If you decide not to use client libraries, you'll need to understand the basics of REST.

REST is a style of software architecture that provides a convenient and consistent approach to requesting and modifying data.

The term REST is short for "Representational State Transfer." In the context of Google APIs, it refers to using HTTP verbs to retrieve and modify representations of data stored by Google.

In a RESTful system, resources are stored in a data store; a client sends a request that the server perform a particular action (such as creating, retrieving, updating, or deleting a resource), and the server performs the action and sends a response, often in the form of a representation of the specified resource.

In Google's RESTful APIs, the client specifies an action using an HTTP verb such as POST, GET, PUT, or DELETE. It specifies a resource by a globally-unique URI of the following form:

https://www.googleapis.com/apiName/apiVersion/resourcePath?parameters

Because all API resources have unique HTTP-accessible URIs, REST enables data caching and is optimized to work with the web's distributed infrastructure.

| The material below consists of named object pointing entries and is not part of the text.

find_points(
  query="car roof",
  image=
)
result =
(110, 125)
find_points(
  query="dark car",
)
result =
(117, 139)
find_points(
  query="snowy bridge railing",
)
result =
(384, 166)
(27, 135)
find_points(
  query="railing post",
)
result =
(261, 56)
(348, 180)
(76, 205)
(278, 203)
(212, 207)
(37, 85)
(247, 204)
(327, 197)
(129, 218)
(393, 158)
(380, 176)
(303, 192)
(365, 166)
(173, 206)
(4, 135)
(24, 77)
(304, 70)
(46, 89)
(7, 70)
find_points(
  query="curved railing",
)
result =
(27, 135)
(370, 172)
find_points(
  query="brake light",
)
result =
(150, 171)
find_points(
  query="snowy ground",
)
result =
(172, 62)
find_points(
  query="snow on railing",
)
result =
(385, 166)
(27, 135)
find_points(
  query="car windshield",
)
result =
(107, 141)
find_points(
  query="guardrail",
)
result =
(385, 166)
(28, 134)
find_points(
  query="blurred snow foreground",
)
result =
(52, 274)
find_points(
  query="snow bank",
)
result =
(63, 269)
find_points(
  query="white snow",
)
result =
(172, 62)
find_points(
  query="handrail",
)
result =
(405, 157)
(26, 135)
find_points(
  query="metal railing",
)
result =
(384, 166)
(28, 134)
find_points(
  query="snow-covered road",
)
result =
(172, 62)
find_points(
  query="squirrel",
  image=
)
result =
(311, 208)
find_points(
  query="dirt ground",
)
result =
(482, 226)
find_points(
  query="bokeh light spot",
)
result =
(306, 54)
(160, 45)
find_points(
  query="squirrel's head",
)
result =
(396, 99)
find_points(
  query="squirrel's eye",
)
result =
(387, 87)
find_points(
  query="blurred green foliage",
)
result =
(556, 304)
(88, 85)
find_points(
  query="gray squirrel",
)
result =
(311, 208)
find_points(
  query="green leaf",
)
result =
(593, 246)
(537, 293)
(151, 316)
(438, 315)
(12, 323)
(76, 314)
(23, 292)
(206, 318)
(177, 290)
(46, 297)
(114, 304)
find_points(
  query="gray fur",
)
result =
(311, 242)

For more information about REST, you may find the following third-party documents useful:

REST in the Google Tasks API

The Google Tasks API operations map directly to REST HTTP verbs.

The specific formats for Google Tasks API URIs are:

https://www.googleapis.com/tasks/v1/lists/taskListID/tasks?parameters
https://www.googleapis.com/tasks/v1/users/userID/lists?parameters

The full set of URIs used for each supported operation in the API is summarized in the Tasks API Reference document

Learn about the JSON data format

The Google Tasks APIreturns data in JSON format.

JSON (JavaScript Object Notation) is a common Internet format that provides a simple method of representing arbitrary data structures. According to json.org, JSON is a text format that is completely language-independent but uses conventions that are familiar to programmers of the C-family of languages, including C, C++, C#, Java, JavaScript, Perl, Python, and many others.